Mark McLoughlin
2008-Mar-28 16:38 UTC
[Xen-devel] [PATCH 0/3] xen: Fix oops when mapping/unmapping addr above 1Gb
Hi,
In Fedora rawhide we''re currently seeing oopses whenever
a processes dlopen()s a library which prelink() has previously
relocated above 1Gb. Some more details at:
https://bugzilla.redhat.com/436453
The issue seems to be that during xen_pgd_pin(), we only
pin PTE pages, but xen''s release_pmd() tries to unpin PMD pages
too.
The following series of patches is against the latest
x86 tree.
Cheers,
Mark.
_______________________________________________
Xen-devel mailing list
Xen-devel@lists.xensource.com
http://lists.xensource.com/xen-devel
Mark McLoughlin
2008-Mar-28 16:38 UTC
[Xen-devel] [PATCH 1/3] xen: Refactor xen_{alloc, release}_{pte, pmd}()

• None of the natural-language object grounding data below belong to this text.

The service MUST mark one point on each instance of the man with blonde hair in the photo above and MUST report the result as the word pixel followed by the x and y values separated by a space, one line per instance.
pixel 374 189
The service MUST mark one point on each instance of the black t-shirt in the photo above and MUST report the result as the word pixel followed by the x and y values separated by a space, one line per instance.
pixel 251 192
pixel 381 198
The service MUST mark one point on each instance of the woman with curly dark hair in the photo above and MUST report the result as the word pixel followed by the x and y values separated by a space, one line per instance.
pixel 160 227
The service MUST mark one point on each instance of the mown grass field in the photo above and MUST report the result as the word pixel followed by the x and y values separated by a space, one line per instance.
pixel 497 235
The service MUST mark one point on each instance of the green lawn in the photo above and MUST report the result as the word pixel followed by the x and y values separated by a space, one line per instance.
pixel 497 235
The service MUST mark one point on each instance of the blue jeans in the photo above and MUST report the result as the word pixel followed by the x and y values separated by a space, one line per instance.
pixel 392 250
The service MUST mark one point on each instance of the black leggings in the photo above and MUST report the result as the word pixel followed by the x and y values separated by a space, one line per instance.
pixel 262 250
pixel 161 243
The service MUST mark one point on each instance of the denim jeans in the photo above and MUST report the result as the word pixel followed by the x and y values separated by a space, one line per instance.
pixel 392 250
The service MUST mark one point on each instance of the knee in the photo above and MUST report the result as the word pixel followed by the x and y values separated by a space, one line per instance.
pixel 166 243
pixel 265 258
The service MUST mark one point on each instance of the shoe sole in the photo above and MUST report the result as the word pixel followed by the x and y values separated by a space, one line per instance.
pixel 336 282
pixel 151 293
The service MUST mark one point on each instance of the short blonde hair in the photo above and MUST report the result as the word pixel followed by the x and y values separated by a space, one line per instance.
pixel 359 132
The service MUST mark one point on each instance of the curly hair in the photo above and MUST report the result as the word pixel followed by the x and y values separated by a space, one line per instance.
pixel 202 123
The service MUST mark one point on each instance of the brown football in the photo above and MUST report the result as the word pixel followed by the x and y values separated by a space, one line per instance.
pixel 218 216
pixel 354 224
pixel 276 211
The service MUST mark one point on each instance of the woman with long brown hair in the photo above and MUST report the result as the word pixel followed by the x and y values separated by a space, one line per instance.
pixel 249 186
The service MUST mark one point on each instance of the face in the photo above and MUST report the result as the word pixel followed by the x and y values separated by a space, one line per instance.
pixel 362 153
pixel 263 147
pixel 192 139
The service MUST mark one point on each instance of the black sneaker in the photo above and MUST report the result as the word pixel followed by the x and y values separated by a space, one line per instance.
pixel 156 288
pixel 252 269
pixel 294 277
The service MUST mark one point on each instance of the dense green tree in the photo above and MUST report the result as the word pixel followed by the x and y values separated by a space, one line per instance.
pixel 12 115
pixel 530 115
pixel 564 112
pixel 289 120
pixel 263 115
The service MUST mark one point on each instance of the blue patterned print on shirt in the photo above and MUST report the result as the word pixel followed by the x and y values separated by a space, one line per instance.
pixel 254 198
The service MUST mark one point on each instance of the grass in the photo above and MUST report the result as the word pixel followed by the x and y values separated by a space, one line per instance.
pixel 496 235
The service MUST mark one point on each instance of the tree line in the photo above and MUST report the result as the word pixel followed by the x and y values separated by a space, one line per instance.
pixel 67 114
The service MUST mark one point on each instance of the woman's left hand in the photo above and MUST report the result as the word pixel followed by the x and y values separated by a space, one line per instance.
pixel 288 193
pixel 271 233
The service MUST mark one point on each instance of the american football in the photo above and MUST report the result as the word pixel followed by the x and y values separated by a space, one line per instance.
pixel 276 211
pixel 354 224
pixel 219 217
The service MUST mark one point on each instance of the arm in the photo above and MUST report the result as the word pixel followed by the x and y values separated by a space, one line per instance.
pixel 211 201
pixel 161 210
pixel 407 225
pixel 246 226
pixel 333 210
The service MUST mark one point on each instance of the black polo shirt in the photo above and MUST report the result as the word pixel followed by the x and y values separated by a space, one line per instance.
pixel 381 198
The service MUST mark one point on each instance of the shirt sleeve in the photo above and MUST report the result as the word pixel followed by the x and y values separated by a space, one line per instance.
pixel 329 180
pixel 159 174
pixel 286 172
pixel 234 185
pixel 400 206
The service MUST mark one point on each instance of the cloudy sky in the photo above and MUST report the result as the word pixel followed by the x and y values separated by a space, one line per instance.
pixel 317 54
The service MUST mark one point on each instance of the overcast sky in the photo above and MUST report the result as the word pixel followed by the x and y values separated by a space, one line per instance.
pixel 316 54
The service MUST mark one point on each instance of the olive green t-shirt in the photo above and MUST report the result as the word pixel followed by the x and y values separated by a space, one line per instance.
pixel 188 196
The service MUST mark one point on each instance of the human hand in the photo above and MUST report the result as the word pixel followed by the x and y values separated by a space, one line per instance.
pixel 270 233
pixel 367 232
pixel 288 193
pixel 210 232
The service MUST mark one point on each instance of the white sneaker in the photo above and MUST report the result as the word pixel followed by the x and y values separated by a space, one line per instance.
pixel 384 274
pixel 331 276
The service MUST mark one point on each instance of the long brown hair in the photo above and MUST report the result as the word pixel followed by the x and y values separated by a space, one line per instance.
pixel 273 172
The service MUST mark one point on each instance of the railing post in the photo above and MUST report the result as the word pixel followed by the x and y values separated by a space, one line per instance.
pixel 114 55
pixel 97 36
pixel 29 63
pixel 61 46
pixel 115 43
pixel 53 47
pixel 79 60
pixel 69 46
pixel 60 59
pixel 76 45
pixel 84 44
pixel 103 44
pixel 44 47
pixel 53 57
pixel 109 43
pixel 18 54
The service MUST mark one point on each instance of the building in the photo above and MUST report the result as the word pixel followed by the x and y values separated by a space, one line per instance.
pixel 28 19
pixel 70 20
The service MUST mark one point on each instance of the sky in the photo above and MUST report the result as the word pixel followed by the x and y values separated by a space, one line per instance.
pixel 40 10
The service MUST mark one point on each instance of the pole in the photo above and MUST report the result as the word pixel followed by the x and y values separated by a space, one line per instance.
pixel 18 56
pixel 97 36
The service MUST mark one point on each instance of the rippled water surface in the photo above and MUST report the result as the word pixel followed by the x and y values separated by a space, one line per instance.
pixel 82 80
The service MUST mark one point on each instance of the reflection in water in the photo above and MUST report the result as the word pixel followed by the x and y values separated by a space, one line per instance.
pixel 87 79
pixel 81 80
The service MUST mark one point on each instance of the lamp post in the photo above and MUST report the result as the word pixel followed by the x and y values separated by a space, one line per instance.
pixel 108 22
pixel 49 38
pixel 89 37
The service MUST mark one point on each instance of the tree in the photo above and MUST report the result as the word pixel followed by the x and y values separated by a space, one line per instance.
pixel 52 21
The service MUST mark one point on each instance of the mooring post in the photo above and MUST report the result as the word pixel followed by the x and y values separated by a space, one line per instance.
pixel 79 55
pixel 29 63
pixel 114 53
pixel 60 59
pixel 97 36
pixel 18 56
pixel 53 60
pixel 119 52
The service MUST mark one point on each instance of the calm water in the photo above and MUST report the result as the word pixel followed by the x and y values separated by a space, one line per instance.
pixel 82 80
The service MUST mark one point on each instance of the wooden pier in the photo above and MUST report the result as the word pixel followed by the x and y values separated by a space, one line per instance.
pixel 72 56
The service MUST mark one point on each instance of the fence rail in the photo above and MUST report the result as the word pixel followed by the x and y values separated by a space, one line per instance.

Use the pt_level enum with generic alloc_ptpage()
and release_ptpage() functions to make it a little
more clear what''s going on in next commit.
Signed-off-by: Mark McLoughlin <markmc@redhat.com>
---
arch/x86/xen/enlighten.c | 27 ++++++++++++++++++++-------
arch/x86/xen/mmu.c | 7 -------
arch/x86/xen/mmu.h | 7 +++++++
3 files changed, 27 insertions(+), 14 deletions(-)
diff --git a/arch/x86/xen/enlighten.c b/arch/x86/xen/enlighten.c
index 1e5ea9e..a6a1b40 100644
--- a/arch/x86/xen/enlighten.c
+++ b/arch/x86/xen/enlighten.c
@@ -669,10 +669,10 @@ static void xen_release_pte_init(u32 pfn)
make_lowmem_page_readwrite(__va(PFN_PHYS(pfn)));
}
-static void pin_pagetable_pfn(unsigned level, unsigned long pfn)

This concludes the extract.